Da paradiso fiscale a centro mondiale delle criptovalute? L’azienda Valereum negozia l’acquisto della Borsa di Gibilterra

Da paradiso fiscale a centro mondiale delle criptovalute? L'azienda Valereum negozia l'acquisto della Borsa di Gibilterra - gibilterraUno dei principali ostacoli al finanziamento delle criptovalute è la separazione dai mercati finanziari tradizionali. Per operare con bitcoin o ether bisogna rivolgersi a servizi altamente specializzati, senza la regolamentazione o le agevolazioni di investimento offerte dagli exchange attuali. Ma l’azienda Valereum, una delle tante che permette di operare e investire in ‘cryptos’, vuole risolvere questo problema alla grande: acquistare la Borsa di Gibilterra per poterla unire al suo business blockchain.

A cosa serve questa operazione?

Secondo The Guardian, l’affare è nelle mani dei regolatori finanziari di Peñón, un ufficio di 82 persone che deve considerare se l’offerta della borsa di criptovalute a tre persone offre garanzie sufficienti per prendere il controllo del mercato azionario del territorio. Valereum è un exchange che converte il denaro ufficiale in criptovalute e viceversa, un servizio simile a quello di altre grandi aziende come Coinbase.

Una delle principali preoccupazioni è il rischio che le operazioni in bitcoin servano a mascherare il riciclaggio di denaro o altre operazioni illecite. Richard Poulden, presidente di Valereum, confida che la tecnologia sia sufficiente per individuare ed espellere potenziali criminali, poiché non ritiene che i controlli necessari per questo tipo di strumento siano così diversi da quelli che le normali banche utilizzano da decenni.

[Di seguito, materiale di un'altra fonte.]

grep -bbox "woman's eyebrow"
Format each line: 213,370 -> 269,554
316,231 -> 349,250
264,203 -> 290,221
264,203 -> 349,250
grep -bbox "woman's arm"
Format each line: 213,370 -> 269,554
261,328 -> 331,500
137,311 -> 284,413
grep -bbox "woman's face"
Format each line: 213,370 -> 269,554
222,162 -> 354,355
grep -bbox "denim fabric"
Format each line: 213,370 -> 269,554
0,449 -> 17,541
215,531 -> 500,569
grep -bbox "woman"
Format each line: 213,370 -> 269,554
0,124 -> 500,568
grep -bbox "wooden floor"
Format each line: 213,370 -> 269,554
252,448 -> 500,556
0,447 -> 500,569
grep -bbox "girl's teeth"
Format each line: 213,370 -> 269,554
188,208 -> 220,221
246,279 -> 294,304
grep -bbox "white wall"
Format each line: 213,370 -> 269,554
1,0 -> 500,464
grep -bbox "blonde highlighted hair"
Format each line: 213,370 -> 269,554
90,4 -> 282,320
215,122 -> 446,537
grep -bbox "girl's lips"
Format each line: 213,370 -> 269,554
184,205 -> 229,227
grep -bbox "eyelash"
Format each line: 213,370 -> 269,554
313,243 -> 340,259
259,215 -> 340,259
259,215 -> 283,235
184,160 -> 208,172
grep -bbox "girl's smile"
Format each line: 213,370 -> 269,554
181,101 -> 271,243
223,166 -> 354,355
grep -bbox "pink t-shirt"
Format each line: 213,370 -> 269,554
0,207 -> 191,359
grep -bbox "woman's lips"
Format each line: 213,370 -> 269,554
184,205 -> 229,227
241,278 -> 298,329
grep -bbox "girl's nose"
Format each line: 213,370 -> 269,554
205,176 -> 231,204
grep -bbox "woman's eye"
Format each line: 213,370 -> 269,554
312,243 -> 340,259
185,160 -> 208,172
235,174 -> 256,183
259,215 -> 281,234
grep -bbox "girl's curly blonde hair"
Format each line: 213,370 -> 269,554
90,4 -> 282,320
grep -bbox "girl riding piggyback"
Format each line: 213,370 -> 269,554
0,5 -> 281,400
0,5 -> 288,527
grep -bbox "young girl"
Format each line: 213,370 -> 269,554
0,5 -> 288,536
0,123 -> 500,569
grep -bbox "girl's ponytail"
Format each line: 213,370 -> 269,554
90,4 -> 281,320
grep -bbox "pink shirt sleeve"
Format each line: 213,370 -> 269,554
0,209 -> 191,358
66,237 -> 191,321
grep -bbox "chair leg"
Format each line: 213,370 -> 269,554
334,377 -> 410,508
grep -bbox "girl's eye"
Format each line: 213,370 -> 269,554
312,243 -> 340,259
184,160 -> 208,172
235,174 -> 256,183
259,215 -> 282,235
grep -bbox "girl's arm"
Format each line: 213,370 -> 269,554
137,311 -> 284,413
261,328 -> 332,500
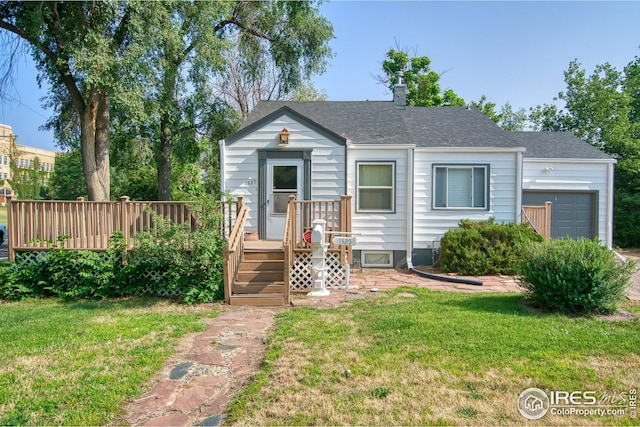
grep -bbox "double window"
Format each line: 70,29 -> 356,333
356,162 -> 396,212
433,165 -> 489,209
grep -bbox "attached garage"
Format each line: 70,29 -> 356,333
511,132 -> 616,247
522,191 -> 598,239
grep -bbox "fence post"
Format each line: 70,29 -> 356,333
4,194 -> 16,261
120,196 -> 130,249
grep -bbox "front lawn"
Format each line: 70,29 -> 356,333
229,288 -> 640,425
0,298 -> 215,425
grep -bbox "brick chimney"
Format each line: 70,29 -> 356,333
393,71 -> 407,110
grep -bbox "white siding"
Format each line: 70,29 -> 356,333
347,145 -> 410,251
522,159 -> 613,246
413,149 -> 519,249
224,115 -> 346,231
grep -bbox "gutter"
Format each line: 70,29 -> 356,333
218,139 -> 227,197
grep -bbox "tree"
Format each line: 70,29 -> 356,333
49,149 -> 88,200
376,48 -> 465,107
0,0 -> 332,200
529,57 -> 640,247
136,1 -> 333,200
529,58 -> 640,192
0,1 -> 149,200
498,102 -> 527,131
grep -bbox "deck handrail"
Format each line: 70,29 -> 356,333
7,195 -> 234,260
283,195 -> 352,264
222,197 -> 248,304
282,195 -> 296,304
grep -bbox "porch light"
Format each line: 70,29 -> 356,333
280,128 -> 289,145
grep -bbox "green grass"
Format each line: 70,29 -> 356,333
0,298 -> 215,425
229,288 -> 640,425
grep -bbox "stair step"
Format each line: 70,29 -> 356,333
229,294 -> 284,306
243,249 -> 284,261
236,270 -> 284,282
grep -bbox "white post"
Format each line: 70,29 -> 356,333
307,219 -> 330,297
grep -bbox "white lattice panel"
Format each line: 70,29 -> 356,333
289,252 -> 346,292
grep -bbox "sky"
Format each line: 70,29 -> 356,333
0,0 -> 640,150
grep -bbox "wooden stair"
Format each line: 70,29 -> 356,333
229,248 -> 285,306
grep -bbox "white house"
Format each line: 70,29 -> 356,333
220,85 -> 615,267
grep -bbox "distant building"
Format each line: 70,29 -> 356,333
0,124 -> 56,203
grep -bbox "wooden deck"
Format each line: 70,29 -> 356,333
244,240 -> 283,251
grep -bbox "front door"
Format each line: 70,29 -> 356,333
266,159 -> 304,240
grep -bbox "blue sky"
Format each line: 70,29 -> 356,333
0,1 -> 640,149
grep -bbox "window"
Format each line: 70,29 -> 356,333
362,251 -> 393,267
356,162 -> 395,212
433,166 -> 489,209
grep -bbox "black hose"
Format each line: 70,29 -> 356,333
409,268 -> 482,286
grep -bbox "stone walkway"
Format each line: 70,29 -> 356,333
126,269 -> 520,426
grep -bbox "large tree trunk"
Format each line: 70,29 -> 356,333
80,91 -> 111,202
156,60 -> 180,201
156,113 -> 173,201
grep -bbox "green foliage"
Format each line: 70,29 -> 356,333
377,48 -> 465,107
439,218 -> 543,276
0,234 -> 124,300
521,239 -> 634,314
124,199 -> 225,304
0,200 -> 225,304
49,149 -> 88,200
613,190 -> 640,248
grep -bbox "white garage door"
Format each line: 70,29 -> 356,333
522,191 -> 597,239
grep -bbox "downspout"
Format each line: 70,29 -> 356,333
607,163 -> 614,248
515,151 -> 524,224
407,147 -> 482,286
406,147 -> 415,270
218,139 -> 227,198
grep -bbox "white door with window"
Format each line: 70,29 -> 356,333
266,159 -> 304,240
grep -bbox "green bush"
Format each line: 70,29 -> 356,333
124,203 -> 225,304
0,234 -> 129,300
520,239 -> 634,314
0,197 -> 225,304
438,218 -> 544,276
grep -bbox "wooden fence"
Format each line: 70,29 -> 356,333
7,196 -> 236,260
521,202 -> 551,238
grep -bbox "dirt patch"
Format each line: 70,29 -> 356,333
520,299 -> 638,322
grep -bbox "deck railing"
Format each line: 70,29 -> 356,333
222,197 -> 248,304
7,196 -> 240,260
285,195 -> 352,264
521,202 -> 551,238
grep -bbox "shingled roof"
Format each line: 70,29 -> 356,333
509,132 -> 612,160
226,101 -> 610,159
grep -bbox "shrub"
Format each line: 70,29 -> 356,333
520,239 -> 634,314
0,196 -> 225,304
0,234 -> 123,300
439,218 -> 544,276
123,200 -> 225,304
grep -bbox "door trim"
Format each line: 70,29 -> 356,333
258,148 -> 313,240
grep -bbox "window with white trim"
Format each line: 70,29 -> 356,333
433,165 -> 489,209
356,162 -> 396,212
361,251 -> 393,267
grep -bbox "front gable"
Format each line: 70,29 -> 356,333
225,106 -> 347,146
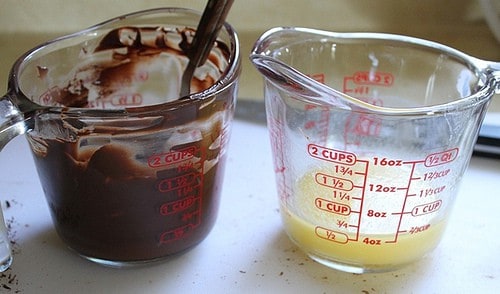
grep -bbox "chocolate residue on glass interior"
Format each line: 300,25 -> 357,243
28,27 -> 234,262
39,27 -> 229,109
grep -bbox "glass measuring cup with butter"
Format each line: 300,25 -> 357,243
0,8 -> 240,267
250,28 -> 500,273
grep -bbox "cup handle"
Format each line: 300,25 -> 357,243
0,95 -> 26,272
0,95 -> 26,151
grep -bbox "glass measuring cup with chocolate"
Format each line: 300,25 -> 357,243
251,28 -> 500,273
0,8 -> 240,267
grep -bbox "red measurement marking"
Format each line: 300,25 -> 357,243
409,224 -> 431,235
160,224 -> 195,244
315,227 -> 349,244
160,197 -> 197,215
308,73 -> 325,84
411,200 -> 443,216
110,93 -> 143,106
424,148 -> 458,167
352,71 -> 394,87
315,173 -> 354,191
314,198 -> 351,215
148,146 -> 197,168
307,144 -> 356,165
158,173 -> 198,193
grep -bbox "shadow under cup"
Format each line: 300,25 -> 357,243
10,9 -> 240,267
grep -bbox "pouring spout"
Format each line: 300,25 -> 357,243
0,96 -> 26,150
250,53 -> 354,109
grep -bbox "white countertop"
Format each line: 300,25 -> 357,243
0,114 -> 500,294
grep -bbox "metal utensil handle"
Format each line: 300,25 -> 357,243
188,0 -> 233,67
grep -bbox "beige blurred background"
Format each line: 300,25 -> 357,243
0,0 -> 500,108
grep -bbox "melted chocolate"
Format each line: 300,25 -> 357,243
28,27 -> 233,262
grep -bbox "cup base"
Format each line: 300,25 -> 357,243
0,255 -> 12,273
68,244 -> 197,269
306,252 -> 409,274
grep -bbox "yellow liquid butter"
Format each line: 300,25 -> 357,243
281,165 -> 452,273
281,207 -> 445,271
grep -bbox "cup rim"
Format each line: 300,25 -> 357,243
7,7 -> 241,116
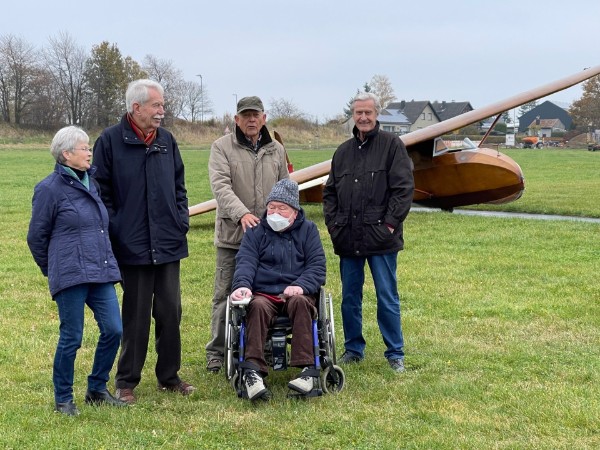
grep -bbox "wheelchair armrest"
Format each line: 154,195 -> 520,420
229,297 -> 252,306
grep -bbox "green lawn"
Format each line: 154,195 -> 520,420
0,148 -> 600,449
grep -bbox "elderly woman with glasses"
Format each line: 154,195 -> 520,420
27,126 -> 126,416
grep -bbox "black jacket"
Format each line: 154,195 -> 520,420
323,122 -> 414,256
94,116 -> 189,265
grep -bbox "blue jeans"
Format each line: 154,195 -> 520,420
340,252 -> 404,359
52,283 -> 123,402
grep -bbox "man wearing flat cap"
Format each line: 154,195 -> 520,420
231,179 -> 326,400
206,96 -> 289,372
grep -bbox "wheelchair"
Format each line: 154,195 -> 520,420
224,288 -> 346,398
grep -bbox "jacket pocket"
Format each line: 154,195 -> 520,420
217,217 -> 244,245
329,213 -> 352,248
364,206 -> 398,252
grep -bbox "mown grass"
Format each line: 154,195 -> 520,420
0,148 -> 600,449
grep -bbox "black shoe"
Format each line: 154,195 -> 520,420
85,389 -> 127,407
54,400 -> 79,416
206,358 -> 223,373
337,351 -> 362,364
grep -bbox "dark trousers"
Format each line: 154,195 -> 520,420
246,295 -> 317,375
115,261 -> 181,389
52,283 -> 122,402
206,247 -> 238,361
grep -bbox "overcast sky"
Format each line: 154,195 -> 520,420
0,0 -> 600,121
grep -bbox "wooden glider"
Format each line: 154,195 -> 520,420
189,66 -> 600,216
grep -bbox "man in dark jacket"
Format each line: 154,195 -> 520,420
94,80 -> 194,403
323,93 -> 414,372
231,179 -> 326,400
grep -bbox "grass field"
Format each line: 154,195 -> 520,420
0,146 -> 600,449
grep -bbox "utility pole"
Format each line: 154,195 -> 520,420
196,74 -> 204,123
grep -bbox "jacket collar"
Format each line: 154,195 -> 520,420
235,125 -> 273,150
121,113 -> 166,147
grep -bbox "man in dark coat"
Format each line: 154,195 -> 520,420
94,80 -> 194,403
323,93 -> 414,372
231,178 -> 326,400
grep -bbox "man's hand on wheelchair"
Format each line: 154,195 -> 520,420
231,288 -> 252,302
283,286 -> 304,297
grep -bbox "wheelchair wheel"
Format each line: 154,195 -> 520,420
321,365 -> 346,394
326,294 -> 344,364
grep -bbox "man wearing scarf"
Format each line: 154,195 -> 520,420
94,80 -> 194,403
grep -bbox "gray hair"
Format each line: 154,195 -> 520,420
50,125 -> 90,164
350,92 -> 381,115
125,80 -> 165,113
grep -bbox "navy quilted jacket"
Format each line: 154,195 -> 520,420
27,164 -> 121,297
231,209 -> 326,295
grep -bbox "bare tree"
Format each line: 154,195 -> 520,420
269,98 -> 305,120
0,34 -> 37,124
142,55 -> 185,120
369,75 -> 396,108
181,81 -> 213,122
26,68 -> 69,129
42,32 -> 87,124
84,41 -> 129,127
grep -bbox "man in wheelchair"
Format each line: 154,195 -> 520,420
231,179 -> 326,400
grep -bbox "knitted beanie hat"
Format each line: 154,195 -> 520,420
267,178 -> 300,210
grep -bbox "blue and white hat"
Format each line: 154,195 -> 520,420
267,178 -> 300,210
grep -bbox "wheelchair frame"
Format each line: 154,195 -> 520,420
224,288 -> 346,398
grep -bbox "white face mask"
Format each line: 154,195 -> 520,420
267,213 -> 290,231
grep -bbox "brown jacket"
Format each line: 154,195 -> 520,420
208,126 -> 289,249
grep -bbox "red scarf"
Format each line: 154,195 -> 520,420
127,113 -> 156,146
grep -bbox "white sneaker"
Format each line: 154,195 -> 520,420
288,367 -> 314,394
244,370 -> 269,400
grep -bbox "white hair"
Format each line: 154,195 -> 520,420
350,92 -> 381,115
125,79 -> 165,113
50,125 -> 90,164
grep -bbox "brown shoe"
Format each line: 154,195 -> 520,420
115,388 -> 136,405
158,381 -> 196,395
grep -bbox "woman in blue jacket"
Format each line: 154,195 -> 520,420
27,126 -> 126,416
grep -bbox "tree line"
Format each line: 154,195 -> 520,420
0,32 -> 213,129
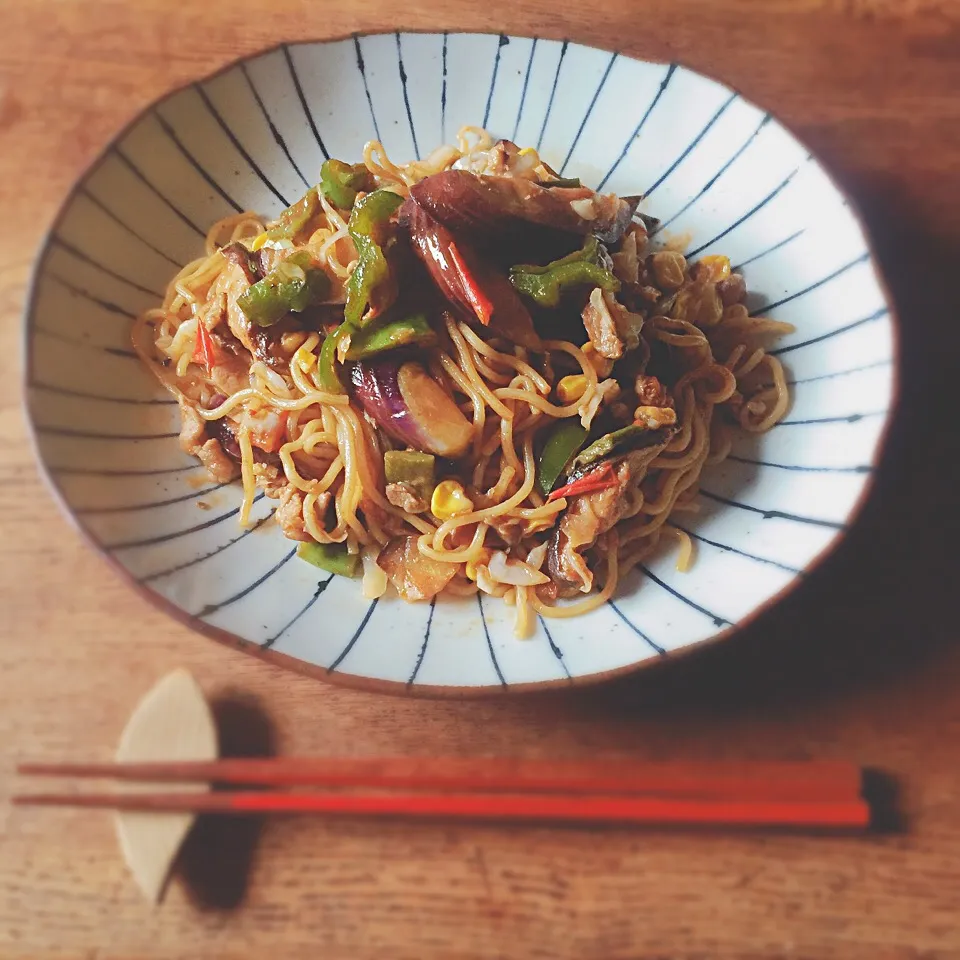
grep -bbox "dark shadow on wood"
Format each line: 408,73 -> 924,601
176,693 -> 274,910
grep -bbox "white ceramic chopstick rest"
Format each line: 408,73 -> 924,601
116,669 -> 217,903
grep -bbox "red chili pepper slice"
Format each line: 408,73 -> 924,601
190,317 -> 226,371
547,463 -> 620,503
450,243 -> 493,327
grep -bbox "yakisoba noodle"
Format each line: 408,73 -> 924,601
133,127 -> 790,636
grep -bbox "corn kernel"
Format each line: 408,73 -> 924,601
633,407 -> 677,430
700,254 -> 730,283
557,373 -> 587,403
430,480 -> 473,520
294,347 -> 317,373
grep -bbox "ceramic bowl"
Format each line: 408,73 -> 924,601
26,33 -> 895,695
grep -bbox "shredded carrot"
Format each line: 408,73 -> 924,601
547,463 -> 619,503
190,318 -> 220,371
450,243 -> 493,327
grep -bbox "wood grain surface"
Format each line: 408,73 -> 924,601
0,0 -> 960,960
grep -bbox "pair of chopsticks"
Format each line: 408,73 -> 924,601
13,758 -> 871,830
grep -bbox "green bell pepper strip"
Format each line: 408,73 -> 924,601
317,190 -> 403,393
237,250 -> 330,327
347,313 -> 437,360
537,418 -> 587,496
343,190 -> 403,324
320,160 -> 377,210
510,237 -> 620,307
570,423 -> 662,473
383,450 -> 437,503
317,323 -> 350,393
266,187 -> 320,240
297,542 -> 363,577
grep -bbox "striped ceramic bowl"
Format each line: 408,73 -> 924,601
26,33 -> 895,694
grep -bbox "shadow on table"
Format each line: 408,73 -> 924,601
176,694 -> 275,910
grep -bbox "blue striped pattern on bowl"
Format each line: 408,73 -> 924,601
26,34 -> 894,693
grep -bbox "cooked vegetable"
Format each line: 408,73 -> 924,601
190,317 -> 226,371
570,424 -> 676,473
510,237 -> 620,307
430,480 -> 473,520
633,406 -> 677,430
400,200 -> 540,350
220,240 -> 263,283
317,323 -> 350,393
350,356 -> 473,459
648,250 -> 687,291
450,240 -> 493,327
557,373 -> 587,403
320,160 -> 377,210
347,313 -> 437,360
487,550 -> 550,587
383,450 -> 437,502
547,463 -> 619,503
410,170 -> 640,243
343,190 -> 403,325
377,537 -> 457,600
237,250 -> 330,327
537,418 -> 587,496
254,187 -> 320,242
297,541 -> 363,577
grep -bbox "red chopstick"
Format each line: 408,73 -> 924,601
18,757 -> 862,802
13,792 -> 870,830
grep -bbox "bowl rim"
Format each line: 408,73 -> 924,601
20,28 -> 902,700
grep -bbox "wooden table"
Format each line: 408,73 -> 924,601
0,0 -> 960,960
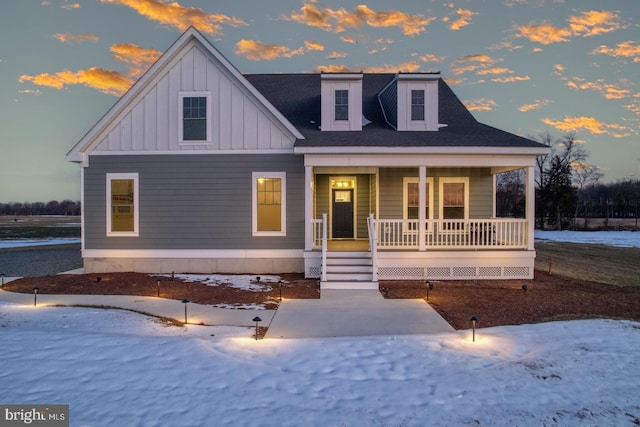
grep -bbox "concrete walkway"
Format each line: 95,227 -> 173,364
0,278 -> 454,338
265,289 -> 454,338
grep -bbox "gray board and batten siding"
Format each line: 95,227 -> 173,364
84,154 -> 304,249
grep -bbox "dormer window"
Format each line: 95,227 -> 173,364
411,89 -> 424,121
378,73 -> 440,131
178,92 -> 211,144
320,73 -> 362,131
334,89 -> 349,120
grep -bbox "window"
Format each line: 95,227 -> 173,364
253,172 -> 286,236
403,177 -> 433,231
335,89 -> 349,120
179,92 -> 211,143
107,173 -> 139,236
440,178 -> 469,219
411,90 -> 424,121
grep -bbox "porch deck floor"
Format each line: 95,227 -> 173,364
265,289 -> 455,338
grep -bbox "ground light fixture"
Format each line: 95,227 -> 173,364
182,298 -> 189,324
33,288 -> 40,307
469,316 -> 480,342
253,316 -> 262,341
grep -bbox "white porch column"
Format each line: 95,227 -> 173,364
525,166 -> 536,251
304,166 -> 315,251
418,166 -> 427,252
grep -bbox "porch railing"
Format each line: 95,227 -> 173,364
374,218 -> 528,249
367,214 -> 378,282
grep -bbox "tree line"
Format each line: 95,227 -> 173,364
0,200 -> 80,216
496,133 -> 640,230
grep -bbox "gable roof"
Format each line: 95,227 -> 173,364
67,27 -> 304,162
246,73 -> 548,154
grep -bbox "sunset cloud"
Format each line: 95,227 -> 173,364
109,43 -> 162,78
514,10 -> 625,45
451,54 -> 496,75
52,33 -> 100,44
491,76 -> 531,83
327,50 -> 349,59
100,0 -> 247,34
364,61 -> 420,73
515,21 -> 573,45
449,9 -> 478,31
568,10 -> 623,37
567,77 -> 632,99
18,67 -> 133,96
418,53 -> 445,62
542,116 -> 631,138
478,67 -> 513,76
283,3 -> 435,36
518,99 -> 551,113
591,40 -> 640,62
462,98 -> 496,111
233,40 -> 324,61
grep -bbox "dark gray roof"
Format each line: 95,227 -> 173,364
245,74 -> 544,148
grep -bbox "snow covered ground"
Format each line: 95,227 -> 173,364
535,230 -> 640,248
0,232 -> 640,426
0,238 -> 80,249
0,304 -> 640,426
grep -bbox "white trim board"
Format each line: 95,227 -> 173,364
82,249 -> 304,259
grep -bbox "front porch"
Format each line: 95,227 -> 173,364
304,159 -> 535,288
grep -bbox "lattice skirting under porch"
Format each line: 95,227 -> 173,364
378,266 -> 532,280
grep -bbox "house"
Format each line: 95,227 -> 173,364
67,28 -> 548,288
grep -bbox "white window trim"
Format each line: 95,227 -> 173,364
178,91 -> 213,145
438,177 -> 469,221
402,176 -> 434,234
251,172 -> 287,236
407,86 -> 427,126
107,173 -> 140,237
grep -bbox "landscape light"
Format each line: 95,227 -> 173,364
426,280 -> 433,302
469,316 -> 480,342
182,298 -> 189,325
33,288 -> 40,307
253,316 -> 262,341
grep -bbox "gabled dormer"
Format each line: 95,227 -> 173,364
378,73 -> 440,131
320,73 -> 362,131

La principale promessa di questa operazione sarebbe quella di offrire agli investitori la possibilità di acquistare criptovalute come ether o litecoin, oppure investire in finanza decentralizzata (DeFi) con questi token, dalla stessa piattaforma con cui si possono acquistare buoni del Tesoro di diversi paesi o azioni delle normali società. Un modo per normalizzare le criptovalute come forma di investimento e facilitare le operazioni per i clienti, aumentando la loro liquidità e accessibilità.

Gli eventuali rischi

Il rischio per Gibilterra, al contrario, è che questo acquisto finisca per trasformare il mercato azionario della colonia in un nuovo rifugio per i pirati, vanificando lo sforzo dei suoi regolatori per ottenere che l’UE cancelli il Rock dalla lista dei paradisi fiscali . Gibilterra, infatti, sta negoziando quest’anno un accordo con la Spagna per uscire dalla ‘lista nera’ del Tesoro .

La carota alla fine del percorso sarebbe la possibilità che la fusione vada a buon fine e il passaggio darebbe più legittimità al mercato delle criptovalute, sbloccando una marea di denaro istituzionale disposto a investire in esse come se fossero normali prodotti finanziari. Il rischio è che gli Stati Uniti tirino fuori il loro “bastone” normativo per impedire che il sistema finanziario globale venga infettato dal “selvaggio west” delle “criptovalute”, nelle parole del presidente della SEC Gary Gensler.

Al momento solo Singapore ha osato fare il passo offrendo un permesso ufficiale alla casa di scambio e investimento con le criptovalute Bitget, che è stata costretta a ritirare poco dopo a causa di problemi con uno dei ‘token’ che vi operavano. Gibilterra potrebbe essere la prossima, prima che New York faccia i primi passi in questo settore con l’impulso del suo nuovo sindaco, Eric Adams, che vuole trasformare la Grande Mela nella “capitale mondiale delle criptovalute”. La domanda è se il primo a tuffarsi in piscina troverà un intero mare non sfruttato, o si renderà conto che non c’è acqua in fondo.